# Radio Reboot Issue Solved ?



## 12bluecruze (Dec 17, 2013)

After many months of this issue we may have it solved.
It all started over 8 months ago. The radio would reboot and sometimes along with it the power steering went out, (Its electronic) and many times the service stability light would come on.
At times breaking as I left my driveway correlated with it. My dealer has been great. They replaced the Radio as a customer satisfaction issue as my warranty expired during the time I was trying to isolate this intermittent issue. 

After the radio was replaced it was fine for months, then recently out of nowhere it happened again. I looked on this site and saw where some dealer was pursuing the battery accessory connections.
This made sense as I saw this a s a systemic electrical issue, especially after the the radio was replaced. The latest recurrence was happening about every 30 to 60 seconds. It was bad. 
I lifted the hood and began tugging on all the battery accessory wires, I also opened the fuse box under the hood and pushed on all fuses. It has not happened again in over 3 weeks. 

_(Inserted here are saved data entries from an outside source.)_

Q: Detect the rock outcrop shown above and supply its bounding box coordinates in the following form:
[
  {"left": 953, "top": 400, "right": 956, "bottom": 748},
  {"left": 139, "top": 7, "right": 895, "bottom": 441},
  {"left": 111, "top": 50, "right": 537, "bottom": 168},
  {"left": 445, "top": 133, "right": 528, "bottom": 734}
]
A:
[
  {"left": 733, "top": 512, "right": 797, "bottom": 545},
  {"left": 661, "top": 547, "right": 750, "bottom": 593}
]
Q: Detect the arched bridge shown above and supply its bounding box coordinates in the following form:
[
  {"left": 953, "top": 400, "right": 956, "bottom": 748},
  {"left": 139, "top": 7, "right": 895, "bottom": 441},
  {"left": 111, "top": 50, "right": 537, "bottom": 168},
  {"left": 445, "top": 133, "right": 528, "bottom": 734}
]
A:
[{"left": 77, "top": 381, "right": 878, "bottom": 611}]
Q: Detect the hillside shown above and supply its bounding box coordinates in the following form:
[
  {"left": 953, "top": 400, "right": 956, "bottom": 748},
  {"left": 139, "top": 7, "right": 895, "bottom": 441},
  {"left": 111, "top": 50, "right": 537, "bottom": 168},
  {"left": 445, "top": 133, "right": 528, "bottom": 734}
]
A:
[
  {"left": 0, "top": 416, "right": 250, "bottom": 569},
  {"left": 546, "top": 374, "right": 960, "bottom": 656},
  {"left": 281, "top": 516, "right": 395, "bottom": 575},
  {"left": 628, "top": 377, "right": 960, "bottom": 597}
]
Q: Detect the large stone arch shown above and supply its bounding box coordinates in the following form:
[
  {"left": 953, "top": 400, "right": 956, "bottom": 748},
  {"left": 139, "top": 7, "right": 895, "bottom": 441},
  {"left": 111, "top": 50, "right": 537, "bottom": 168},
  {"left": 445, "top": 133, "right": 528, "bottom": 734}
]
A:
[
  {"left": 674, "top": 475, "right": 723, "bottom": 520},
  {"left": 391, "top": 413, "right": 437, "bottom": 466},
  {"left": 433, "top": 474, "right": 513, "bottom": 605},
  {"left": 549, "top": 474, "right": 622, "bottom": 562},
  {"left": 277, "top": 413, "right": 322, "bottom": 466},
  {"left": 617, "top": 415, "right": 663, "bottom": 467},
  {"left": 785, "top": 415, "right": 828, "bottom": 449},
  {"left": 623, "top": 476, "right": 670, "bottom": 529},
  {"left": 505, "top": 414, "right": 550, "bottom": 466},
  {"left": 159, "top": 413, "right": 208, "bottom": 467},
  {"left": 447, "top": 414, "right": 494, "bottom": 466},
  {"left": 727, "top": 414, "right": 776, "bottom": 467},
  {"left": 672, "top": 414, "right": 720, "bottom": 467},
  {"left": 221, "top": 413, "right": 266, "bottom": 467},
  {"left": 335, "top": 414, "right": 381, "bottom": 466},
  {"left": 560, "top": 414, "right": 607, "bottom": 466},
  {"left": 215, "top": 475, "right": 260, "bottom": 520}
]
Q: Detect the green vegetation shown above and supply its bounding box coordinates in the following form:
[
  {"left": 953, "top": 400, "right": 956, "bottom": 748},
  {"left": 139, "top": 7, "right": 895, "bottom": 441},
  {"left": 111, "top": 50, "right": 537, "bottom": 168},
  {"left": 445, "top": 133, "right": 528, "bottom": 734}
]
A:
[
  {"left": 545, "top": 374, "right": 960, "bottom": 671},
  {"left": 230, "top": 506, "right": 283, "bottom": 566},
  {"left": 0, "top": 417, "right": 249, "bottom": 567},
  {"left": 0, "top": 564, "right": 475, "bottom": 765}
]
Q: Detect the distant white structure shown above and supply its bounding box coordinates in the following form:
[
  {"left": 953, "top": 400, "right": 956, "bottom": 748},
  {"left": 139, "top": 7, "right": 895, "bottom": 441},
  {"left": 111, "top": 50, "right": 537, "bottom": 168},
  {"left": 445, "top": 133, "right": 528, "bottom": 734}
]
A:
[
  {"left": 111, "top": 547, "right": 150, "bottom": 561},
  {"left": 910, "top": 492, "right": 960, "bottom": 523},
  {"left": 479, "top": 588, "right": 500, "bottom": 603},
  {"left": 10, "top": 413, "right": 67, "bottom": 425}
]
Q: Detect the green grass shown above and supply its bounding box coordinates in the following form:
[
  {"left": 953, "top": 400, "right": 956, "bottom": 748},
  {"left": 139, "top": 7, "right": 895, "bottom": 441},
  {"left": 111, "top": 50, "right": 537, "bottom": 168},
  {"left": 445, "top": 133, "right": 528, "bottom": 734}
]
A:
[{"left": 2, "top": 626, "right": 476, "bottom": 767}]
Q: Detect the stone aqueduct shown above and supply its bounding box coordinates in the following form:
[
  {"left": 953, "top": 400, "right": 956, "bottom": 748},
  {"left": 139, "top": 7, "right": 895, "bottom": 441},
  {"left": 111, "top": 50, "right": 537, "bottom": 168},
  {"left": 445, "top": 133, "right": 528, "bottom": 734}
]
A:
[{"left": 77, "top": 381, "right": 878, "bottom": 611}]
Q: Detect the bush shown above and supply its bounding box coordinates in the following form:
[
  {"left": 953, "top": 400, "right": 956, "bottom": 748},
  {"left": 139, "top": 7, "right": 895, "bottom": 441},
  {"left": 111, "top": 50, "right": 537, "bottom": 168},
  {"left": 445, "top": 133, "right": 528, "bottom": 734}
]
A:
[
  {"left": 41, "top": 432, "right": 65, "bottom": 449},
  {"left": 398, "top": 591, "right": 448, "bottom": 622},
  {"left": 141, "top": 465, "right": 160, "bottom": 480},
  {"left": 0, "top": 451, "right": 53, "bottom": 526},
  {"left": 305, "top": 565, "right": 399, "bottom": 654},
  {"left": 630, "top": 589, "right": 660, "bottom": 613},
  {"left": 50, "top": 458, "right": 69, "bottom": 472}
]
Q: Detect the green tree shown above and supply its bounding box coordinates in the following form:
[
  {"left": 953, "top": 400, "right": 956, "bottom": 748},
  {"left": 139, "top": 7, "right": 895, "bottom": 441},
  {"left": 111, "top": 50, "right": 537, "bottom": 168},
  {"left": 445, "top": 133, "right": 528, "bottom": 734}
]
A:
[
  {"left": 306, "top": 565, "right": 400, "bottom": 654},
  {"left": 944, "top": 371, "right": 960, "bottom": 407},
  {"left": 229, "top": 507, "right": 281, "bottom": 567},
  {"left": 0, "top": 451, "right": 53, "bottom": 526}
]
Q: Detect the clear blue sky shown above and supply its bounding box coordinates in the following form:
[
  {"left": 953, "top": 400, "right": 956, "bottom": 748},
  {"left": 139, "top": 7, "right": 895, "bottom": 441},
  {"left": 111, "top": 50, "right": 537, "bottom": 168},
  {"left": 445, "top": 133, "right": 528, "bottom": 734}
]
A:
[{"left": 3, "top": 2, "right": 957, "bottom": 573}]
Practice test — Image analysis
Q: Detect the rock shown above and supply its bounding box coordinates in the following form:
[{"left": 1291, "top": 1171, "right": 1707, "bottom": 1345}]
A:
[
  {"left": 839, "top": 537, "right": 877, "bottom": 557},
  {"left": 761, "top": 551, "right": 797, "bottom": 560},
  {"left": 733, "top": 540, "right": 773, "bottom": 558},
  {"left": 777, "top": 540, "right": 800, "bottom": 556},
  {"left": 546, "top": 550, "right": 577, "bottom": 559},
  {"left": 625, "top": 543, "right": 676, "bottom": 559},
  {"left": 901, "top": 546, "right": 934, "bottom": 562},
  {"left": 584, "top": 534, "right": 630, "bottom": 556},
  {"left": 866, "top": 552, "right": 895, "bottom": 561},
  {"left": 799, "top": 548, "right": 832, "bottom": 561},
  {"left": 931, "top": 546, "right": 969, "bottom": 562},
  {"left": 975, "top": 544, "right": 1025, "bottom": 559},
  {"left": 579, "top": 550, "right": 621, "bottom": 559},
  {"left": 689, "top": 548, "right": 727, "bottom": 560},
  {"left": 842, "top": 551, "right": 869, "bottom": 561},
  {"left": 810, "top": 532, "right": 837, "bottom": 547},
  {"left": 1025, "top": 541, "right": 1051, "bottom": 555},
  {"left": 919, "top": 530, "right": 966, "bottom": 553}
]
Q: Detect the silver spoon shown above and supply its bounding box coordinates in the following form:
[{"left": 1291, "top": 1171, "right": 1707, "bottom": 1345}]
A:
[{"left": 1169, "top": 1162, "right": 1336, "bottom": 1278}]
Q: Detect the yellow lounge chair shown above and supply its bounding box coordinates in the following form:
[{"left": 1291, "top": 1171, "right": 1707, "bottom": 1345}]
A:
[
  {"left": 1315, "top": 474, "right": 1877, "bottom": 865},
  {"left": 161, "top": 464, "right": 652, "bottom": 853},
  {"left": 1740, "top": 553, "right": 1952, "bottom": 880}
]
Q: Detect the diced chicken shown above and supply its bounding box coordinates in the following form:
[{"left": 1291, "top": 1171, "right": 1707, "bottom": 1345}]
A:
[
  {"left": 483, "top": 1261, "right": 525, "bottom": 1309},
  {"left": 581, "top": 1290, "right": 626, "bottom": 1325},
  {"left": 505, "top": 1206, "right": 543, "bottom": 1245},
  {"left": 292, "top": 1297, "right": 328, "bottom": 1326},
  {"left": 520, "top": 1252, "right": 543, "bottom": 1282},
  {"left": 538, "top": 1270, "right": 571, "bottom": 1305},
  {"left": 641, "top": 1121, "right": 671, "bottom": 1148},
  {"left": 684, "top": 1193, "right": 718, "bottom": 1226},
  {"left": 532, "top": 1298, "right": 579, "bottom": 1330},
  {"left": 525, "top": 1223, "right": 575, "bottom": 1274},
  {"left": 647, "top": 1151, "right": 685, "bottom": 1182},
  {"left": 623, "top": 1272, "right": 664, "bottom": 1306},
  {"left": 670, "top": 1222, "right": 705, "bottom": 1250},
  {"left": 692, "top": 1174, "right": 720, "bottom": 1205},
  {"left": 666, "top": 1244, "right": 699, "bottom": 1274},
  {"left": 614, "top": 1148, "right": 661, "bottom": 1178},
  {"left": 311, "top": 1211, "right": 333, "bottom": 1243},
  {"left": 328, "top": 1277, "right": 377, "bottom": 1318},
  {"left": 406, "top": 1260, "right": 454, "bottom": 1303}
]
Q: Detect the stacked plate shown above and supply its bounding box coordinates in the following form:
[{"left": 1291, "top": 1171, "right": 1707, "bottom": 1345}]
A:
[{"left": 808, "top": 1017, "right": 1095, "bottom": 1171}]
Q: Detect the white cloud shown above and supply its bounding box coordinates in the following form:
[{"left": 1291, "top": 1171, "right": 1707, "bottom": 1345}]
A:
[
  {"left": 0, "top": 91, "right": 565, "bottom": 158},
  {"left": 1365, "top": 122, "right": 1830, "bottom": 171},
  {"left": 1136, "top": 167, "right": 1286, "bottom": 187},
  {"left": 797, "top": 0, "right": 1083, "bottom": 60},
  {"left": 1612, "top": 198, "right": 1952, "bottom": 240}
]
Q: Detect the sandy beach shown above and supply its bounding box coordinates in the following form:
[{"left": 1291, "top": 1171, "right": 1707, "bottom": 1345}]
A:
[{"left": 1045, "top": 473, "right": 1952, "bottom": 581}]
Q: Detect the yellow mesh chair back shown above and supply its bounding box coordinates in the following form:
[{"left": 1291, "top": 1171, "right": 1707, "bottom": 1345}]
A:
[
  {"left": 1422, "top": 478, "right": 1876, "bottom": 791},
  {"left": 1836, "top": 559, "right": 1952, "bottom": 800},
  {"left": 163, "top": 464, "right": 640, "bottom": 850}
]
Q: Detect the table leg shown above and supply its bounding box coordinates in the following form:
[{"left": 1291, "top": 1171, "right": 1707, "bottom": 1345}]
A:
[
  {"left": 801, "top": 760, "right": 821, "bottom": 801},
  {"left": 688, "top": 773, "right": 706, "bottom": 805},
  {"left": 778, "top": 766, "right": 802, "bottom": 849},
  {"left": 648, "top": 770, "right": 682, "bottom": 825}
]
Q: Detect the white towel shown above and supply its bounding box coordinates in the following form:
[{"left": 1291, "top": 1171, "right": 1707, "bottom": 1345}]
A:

In the meantime I called the dealer and they had me bring it in again. They checked for excessive voltage drops across the battery accessory connections. They reported that the harness was likely the issue with the high voltage drops. I take in Thursday as the parts had to be ordered. As it turns out the radio will power down if it sees a significant voltage drop to protect itself. It appears the positive battery accessory harness is defective and causing this issue. (these multiple connections feed all the cars accessories and electronic systems. We will see once the cables are replaced. In the meantime its still not failing..... so did tugging on those connections temporarily correct it? Only time will tell. In the end, most late model automobiles are very complex with electronically controlled engines, brakes, antilock brakes, stability control, air bag systems, OnStar, Satellite, etc Whats important is to treat the dealer and the parent company with respect and calmly explain the issue to them and how much you love the car otherwise. I did this and I am very pleased with GM and my dealer. They are working to make it right. This site is an excellent site to communicate issues to the dealer and to corporate HQ. Thanks to all who have shared their Cruze radio issues that helped me get on the right track. Besides this frustrating issue, I really love this car! Happy New Year!


----------



## babyfish64 (Jan 5, 2014)

I also was having problems like you and took it in today. I had video taped the radio and the flashing on the dashboard so that they didn't think I was crazy. At first all of these things did not happen, but the mechanic was pulling it back out to give it to me and when he turned the steering wheel all the lights came on and the radio started blinking. They repaired the frayed wires in the electronic brake control module harness. Thank God for the extended warranty that I purchased with the car. I hope this is the answer because I love my Cruze. Thanks to this forum because I was able to provide the mechanic with some possibilities as to what could be wrong and I think that helped as well.


----------